Physical Review Research (Jun 2022)
Critical magnetic fluctuations in the layered ruthenates Ca_{2}RuO_{4} and Ca_{3}Ru_{2}O_{7}
Abstract
Materials realizing the XY model in two dimensions are sparse. Here we use neutron triple-axis spectroscopy to investigate the critical static and dynamical magnetic fluctuations in the square-lattice antiferromagnets Ca_{2}RuO_{4} and Ca_{3}Ru_{2}O_{7}. We probe the temperature dependence of the antiferromagnetic Bragg intensity, the Q width, the amplitude, and the energy width of the magnetic diffuse scattering in the vicinity of the Néel temperature T_{N} to determine the critical behavior of the magnetic order parameter M, correlation length ξ, susceptibility χ, and the characteristic energy Γ with the corresponding critical exponents β, ν, γ, and z, respectively.
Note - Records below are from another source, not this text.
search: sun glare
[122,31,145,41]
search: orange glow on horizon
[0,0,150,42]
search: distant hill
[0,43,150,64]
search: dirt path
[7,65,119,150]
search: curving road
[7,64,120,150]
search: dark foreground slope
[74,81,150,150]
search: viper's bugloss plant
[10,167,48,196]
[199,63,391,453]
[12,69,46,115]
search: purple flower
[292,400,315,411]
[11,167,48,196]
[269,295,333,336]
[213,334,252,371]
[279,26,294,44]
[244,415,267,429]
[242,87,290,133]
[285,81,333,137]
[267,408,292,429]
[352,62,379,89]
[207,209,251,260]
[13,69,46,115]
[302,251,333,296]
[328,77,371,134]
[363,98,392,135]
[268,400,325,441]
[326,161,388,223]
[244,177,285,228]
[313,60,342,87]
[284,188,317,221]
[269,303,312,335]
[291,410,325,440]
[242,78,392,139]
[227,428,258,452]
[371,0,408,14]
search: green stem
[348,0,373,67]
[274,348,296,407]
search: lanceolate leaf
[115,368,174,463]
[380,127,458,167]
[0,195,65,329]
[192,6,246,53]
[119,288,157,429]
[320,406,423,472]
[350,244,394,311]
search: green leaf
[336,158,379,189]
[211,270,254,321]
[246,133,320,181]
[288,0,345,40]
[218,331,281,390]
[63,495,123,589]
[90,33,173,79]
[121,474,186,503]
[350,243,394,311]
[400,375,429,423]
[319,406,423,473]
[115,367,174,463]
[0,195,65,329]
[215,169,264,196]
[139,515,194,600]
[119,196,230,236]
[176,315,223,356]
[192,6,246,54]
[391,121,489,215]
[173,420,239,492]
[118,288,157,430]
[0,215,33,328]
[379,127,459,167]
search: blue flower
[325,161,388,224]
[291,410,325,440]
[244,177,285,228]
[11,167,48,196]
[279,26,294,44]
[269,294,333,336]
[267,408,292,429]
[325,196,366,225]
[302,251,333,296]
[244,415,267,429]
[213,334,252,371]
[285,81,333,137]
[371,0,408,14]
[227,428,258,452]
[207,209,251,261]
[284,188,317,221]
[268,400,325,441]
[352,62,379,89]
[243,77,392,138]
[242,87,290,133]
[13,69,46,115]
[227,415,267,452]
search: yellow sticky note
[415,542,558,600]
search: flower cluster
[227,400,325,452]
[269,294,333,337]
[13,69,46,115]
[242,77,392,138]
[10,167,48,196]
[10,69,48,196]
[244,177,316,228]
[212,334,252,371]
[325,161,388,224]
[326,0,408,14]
We find that the critical behaviors of the single-layer compound Ca_{2}RuO_{4} follow universal scaling laws that are compatible with predictions of the two-dimensional (2D) XY model. The bilayer compound Ca_{3}Ru_{2}O_{7} is only partly consistent with the 2D XY theory and best described by the three-dimensional (3D) Ising model, which is likely a consequence of the intrabilayer exchange interactions in combination with an orthorhombic single-ion anisotropy. Hence, our results suggest that layered ruthenates are promising solid-state platforms for research on the 2D XY model and the effects of 3D interactions and additional spin-space anisotropies on the magnetic fluctuations.